【Ⅱ】XX
「馬鹿だなあ、手放しちゃうなんて」
呆れと落胆で、声に出さずにはいられなかった。
ホームボタンで画面を落とし、スマートフォンを枕元に放ってベッドから身体を起こす。
カーテンのない窓の向こうの夜景をひっそりと見下ろしながら、まだ低い位置で満月がぼんやりと浮かんでいる。眩く明るい電灯やネオンに負けて、雲もないのに霞んでいるように見えた。
つけっぱなしだったパソコンで画像ファイルを呼び出し、ディスプレイいっぱいに表示させる。灯りのない部屋で、その長方形の中で笑う彼女だけが、光を発していた。指に触れるのは、無機質な温度を持った硬いプラスチックだけ。柔らかな肌には、程遠い。
「今頃、どうしてるのかな」
綺麗に弧を描いている唇をなぞってから、画面の隅で実行中のプログラムのウィンドウを操作する。動物のうなり声に似たモーター音が、勢いを増しながら加速していく。

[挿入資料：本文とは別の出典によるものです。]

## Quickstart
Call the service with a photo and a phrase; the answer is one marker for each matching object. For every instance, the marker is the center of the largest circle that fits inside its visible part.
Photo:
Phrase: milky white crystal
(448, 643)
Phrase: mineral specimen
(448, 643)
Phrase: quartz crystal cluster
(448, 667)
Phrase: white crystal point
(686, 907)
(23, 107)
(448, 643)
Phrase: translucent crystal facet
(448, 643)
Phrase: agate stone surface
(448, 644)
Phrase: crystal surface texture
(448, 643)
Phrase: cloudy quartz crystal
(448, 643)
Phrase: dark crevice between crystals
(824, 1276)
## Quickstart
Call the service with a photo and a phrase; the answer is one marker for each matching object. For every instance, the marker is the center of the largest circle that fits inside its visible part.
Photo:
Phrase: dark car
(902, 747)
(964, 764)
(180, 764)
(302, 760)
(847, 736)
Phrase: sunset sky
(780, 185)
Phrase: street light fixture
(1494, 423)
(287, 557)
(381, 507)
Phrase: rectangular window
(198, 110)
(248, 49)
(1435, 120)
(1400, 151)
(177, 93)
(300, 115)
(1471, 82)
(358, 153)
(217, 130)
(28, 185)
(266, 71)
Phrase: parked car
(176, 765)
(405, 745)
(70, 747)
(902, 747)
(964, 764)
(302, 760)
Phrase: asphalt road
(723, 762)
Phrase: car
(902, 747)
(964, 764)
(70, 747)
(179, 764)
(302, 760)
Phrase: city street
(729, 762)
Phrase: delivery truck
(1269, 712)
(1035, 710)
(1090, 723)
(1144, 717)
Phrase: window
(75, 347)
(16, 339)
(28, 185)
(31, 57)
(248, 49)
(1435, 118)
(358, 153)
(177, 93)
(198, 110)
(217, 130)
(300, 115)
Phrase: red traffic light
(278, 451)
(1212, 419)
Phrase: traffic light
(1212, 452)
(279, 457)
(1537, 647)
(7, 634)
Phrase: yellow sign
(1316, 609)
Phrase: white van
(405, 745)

―――Whole data and programs, everything will be erased.
Execute?
「Why not?」
エンターキーが下した指令を合図に、モーター音が加速する。
不安定で不実なこんな世界は、指一本で簡単に壊せる。
大事な箱を開けずにはいられなかったパンドラのように
怒りと嘆きのうねりに流される大地を見届けたノアのように
壊れて狂ったその先に、何が残って、何が産まれるのか。
胸に巣食い疼く穴が、その答えを欲している。
誰かの気紛れで定められた道筋を運命と呼ぶのなら、別の誰かが、待ち受けるその未来を書き換えたっていいはずだ。
「今度は、僕の番だ」
宿命も、摂理も関係ない。
太陽も、月も、この手で操ってみせる。
Part 1 Fin
今度こそPart1終わりです。
少しでも読んでくれたみなさま、ありがとう。